By Mayabhushan Nagvenkar
Published: Monday 31 August 2009

A polluted waterbody near Bicholim mining site (Credit: Mayabhushan Nagvenkar) State government report stops short of taking action

a government inspection of 48 mines in Goa found 35 of them operating without a lease. Some of them did not have mandatory clearances. A committee chaired by the state's chief conservator of forests in a recent report highlighted the extent of illegalities in the state's Rs 6,000-crore mining industry. The opposition bjp alleged the committee did not take action despite chief minister Digambar Kamat's directive to stop illegal mining on the spot.

The report blew the lid off companies that work without requisite clearances or renewals. These include heavy weight mining companies such as Sesa Goa Ltd, Salgaonkar and Brothers, and V S Dempo. Sesa Goa's lease at Advalpale in Bicholim expired in 2007, the report said. The other two mining giants' leases at Quella in North Goa and Sanguem also expired in 2007. The companies, however, continued to extract ore.

Mining 60 metres from the Netravali Wildlife Sanctuary in South Goa also serves as an example. The forest department had refused licence renewal in 1991 in "the interest of wildlife management".

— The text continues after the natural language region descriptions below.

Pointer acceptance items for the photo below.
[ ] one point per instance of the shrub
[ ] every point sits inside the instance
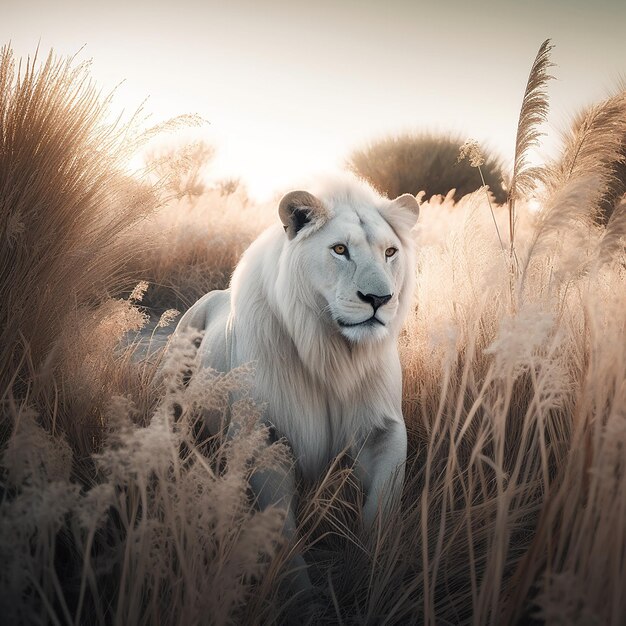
(424, 162)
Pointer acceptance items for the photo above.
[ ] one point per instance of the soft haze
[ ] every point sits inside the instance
(290, 88)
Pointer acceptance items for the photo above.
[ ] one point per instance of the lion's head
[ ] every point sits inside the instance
(349, 259)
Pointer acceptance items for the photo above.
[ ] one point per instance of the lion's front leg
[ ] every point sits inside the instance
(380, 467)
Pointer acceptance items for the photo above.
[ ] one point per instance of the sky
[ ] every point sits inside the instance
(289, 89)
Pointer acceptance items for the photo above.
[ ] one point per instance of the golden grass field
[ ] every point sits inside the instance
(514, 359)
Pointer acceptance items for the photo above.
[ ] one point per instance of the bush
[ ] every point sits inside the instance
(414, 163)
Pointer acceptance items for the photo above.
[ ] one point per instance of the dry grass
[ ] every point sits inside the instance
(423, 162)
(116, 508)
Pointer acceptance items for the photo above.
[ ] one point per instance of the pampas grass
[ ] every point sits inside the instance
(65, 206)
(423, 162)
(117, 507)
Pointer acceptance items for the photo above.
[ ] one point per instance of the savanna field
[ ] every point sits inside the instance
(117, 507)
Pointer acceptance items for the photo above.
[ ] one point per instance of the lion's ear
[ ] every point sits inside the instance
(298, 208)
(403, 211)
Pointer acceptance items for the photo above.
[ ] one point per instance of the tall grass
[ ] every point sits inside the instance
(514, 505)
(423, 162)
(65, 206)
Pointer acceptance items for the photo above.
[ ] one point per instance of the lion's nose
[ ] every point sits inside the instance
(374, 300)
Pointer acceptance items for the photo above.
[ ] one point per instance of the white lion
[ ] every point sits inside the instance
(317, 303)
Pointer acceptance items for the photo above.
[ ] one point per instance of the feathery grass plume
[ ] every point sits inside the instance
(532, 114)
(596, 144)
(65, 205)
(471, 151)
(423, 162)
(180, 168)
(613, 241)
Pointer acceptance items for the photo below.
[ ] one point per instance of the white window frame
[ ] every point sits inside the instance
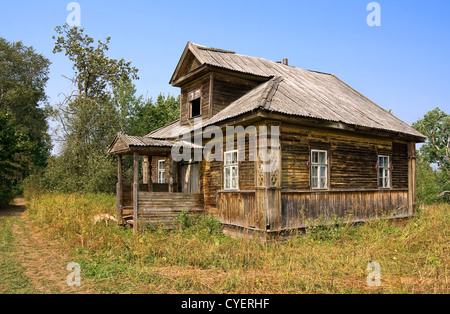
(161, 172)
(319, 167)
(228, 170)
(386, 169)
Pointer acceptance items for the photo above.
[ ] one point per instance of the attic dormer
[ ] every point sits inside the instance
(207, 88)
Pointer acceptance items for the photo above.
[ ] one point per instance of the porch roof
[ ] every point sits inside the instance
(127, 145)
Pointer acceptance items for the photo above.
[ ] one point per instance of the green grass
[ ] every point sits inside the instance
(12, 275)
(197, 258)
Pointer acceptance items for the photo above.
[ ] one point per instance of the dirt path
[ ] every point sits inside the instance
(44, 261)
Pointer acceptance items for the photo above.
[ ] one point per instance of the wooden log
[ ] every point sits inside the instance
(119, 190)
(412, 183)
(136, 192)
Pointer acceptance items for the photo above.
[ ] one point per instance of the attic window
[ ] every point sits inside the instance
(195, 108)
(195, 103)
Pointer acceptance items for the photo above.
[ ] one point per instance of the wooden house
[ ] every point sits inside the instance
(338, 154)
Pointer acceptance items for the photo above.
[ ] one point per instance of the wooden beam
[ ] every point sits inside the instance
(136, 192)
(412, 179)
(119, 190)
(172, 174)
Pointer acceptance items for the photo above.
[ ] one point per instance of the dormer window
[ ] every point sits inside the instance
(195, 103)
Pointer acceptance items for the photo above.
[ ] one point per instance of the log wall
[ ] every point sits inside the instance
(300, 208)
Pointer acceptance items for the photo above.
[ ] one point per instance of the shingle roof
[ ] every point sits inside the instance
(295, 92)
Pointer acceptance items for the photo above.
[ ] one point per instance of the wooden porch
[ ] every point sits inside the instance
(145, 203)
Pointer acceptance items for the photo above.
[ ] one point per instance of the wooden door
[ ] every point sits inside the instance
(190, 178)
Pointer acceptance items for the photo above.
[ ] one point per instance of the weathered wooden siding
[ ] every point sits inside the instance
(352, 159)
(228, 89)
(212, 176)
(240, 209)
(155, 168)
(300, 208)
(399, 166)
(202, 83)
(162, 209)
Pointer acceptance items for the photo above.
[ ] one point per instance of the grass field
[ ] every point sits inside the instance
(197, 258)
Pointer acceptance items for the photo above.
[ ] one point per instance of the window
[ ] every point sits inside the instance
(196, 108)
(231, 170)
(384, 176)
(195, 103)
(161, 171)
(319, 169)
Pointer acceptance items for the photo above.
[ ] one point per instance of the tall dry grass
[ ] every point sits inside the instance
(197, 258)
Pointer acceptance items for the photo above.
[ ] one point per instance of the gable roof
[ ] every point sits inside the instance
(294, 92)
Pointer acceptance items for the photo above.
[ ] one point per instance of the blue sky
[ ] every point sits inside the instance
(402, 65)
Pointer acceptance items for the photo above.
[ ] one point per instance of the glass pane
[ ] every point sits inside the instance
(315, 157)
(227, 178)
(235, 178)
(323, 172)
(323, 183)
(227, 158)
(315, 171)
(323, 158)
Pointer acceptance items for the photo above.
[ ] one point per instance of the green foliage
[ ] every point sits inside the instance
(436, 150)
(198, 259)
(428, 187)
(24, 141)
(149, 116)
(436, 126)
(103, 104)
(90, 117)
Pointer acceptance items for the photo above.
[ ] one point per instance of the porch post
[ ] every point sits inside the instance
(119, 191)
(412, 181)
(148, 173)
(268, 178)
(172, 174)
(136, 192)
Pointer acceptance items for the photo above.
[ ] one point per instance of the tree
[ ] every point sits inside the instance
(24, 140)
(149, 116)
(436, 126)
(436, 150)
(90, 116)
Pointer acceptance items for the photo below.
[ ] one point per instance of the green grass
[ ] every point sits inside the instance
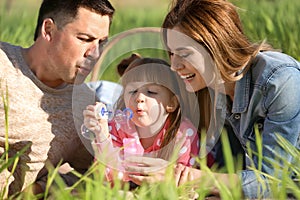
(274, 20)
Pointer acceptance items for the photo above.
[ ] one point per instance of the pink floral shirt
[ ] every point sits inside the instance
(124, 141)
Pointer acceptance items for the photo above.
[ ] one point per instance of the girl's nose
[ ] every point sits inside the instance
(140, 98)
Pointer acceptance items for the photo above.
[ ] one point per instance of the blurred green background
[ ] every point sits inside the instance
(277, 21)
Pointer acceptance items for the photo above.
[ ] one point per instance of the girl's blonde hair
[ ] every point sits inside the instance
(158, 71)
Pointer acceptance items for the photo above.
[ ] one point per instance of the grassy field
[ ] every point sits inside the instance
(276, 21)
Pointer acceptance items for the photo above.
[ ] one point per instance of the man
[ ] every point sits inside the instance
(38, 83)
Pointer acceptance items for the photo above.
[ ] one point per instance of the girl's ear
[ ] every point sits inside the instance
(47, 28)
(173, 104)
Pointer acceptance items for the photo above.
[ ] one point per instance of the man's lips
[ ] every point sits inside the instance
(139, 111)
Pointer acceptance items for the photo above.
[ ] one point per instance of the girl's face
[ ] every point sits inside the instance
(149, 102)
(190, 60)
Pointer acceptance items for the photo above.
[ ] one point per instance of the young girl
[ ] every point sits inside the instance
(153, 124)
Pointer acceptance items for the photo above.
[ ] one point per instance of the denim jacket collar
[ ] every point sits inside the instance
(241, 94)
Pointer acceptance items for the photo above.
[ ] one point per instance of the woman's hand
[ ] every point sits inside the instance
(145, 169)
(95, 123)
(90, 120)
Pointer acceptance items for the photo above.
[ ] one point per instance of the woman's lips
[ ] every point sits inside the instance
(188, 76)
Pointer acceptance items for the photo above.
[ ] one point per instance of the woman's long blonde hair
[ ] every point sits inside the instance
(215, 24)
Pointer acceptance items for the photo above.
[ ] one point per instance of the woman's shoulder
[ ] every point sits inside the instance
(268, 63)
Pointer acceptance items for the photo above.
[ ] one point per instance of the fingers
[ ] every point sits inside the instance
(147, 161)
(184, 176)
(177, 173)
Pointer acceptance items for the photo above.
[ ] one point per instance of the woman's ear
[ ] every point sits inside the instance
(173, 104)
(47, 28)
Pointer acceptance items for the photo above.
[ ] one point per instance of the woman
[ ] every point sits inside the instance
(259, 85)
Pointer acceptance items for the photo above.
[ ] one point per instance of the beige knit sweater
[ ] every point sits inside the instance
(42, 118)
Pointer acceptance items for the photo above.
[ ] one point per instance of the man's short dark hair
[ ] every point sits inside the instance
(63, 12)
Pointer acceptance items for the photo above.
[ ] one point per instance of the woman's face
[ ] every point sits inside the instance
(190, 60)
(149, 102)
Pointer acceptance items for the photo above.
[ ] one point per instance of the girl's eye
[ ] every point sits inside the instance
(151, 92)
(132, 92)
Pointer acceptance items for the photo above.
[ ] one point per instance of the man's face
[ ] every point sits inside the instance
(74, 49)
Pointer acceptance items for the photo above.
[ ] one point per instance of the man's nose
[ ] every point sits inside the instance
(94, 52)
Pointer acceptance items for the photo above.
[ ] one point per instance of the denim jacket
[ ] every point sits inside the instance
(269, 96)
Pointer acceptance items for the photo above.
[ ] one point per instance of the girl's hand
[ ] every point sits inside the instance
(145, 169)
(95, 124)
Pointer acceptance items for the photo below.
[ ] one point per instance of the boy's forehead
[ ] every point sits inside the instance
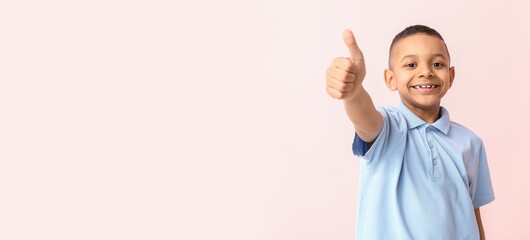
(419, 44)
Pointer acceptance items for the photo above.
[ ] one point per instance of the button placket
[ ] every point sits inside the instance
(435, 169)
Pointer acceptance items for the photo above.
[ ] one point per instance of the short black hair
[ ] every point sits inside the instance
(416, 29)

But work was on in full swing on about 75 hectares of the mining area, the report said. "Fresh excavations for...development work to open up mine were observed in the portion of a hillock. A number of trees were also found to have been logged."

Shashi Kumar, chair of the investigating committee, recommended a notice to the owner, Kunda Gharse of Anvalimola Conserapeda Mines, for mining illegally and chopping trees without the government's approval. Several mines, the report added, operate near the Bhagwan Mahaveer Wildlife Sanctuary in South Goa.

Why no action taken
Leader of opposition Manohar Parrikar said the report would make little difference. "The chief conservator of forests heads the forest department. In several cases, the mines do not have clearances from the department itself and yet the conservator has recommended cases to the department," Parrikar said. "He should have acted against illegal miners on the spot. The report is a faade." The director of mines, on the committee panel, could have acted immediately, he added. "One department will pass the buck to the other and illegal mining will continue." But the chief minister said the report made it clear the state government was committed to end illegal mining in Goa. "We are not giving new mining leases in the entire Western Ghats," Kamat said.

The committee was formed in the face of sustained pressure from non-profits and the opposition. They accused the Congress-led alliance of shielding illegal mining. Currently, about 100 mining tracts are leased for extraction of manganese, iron and bauxite ore, which is exported mostly to China and Japan. Illegal mining generates 18 per cent of the revenue.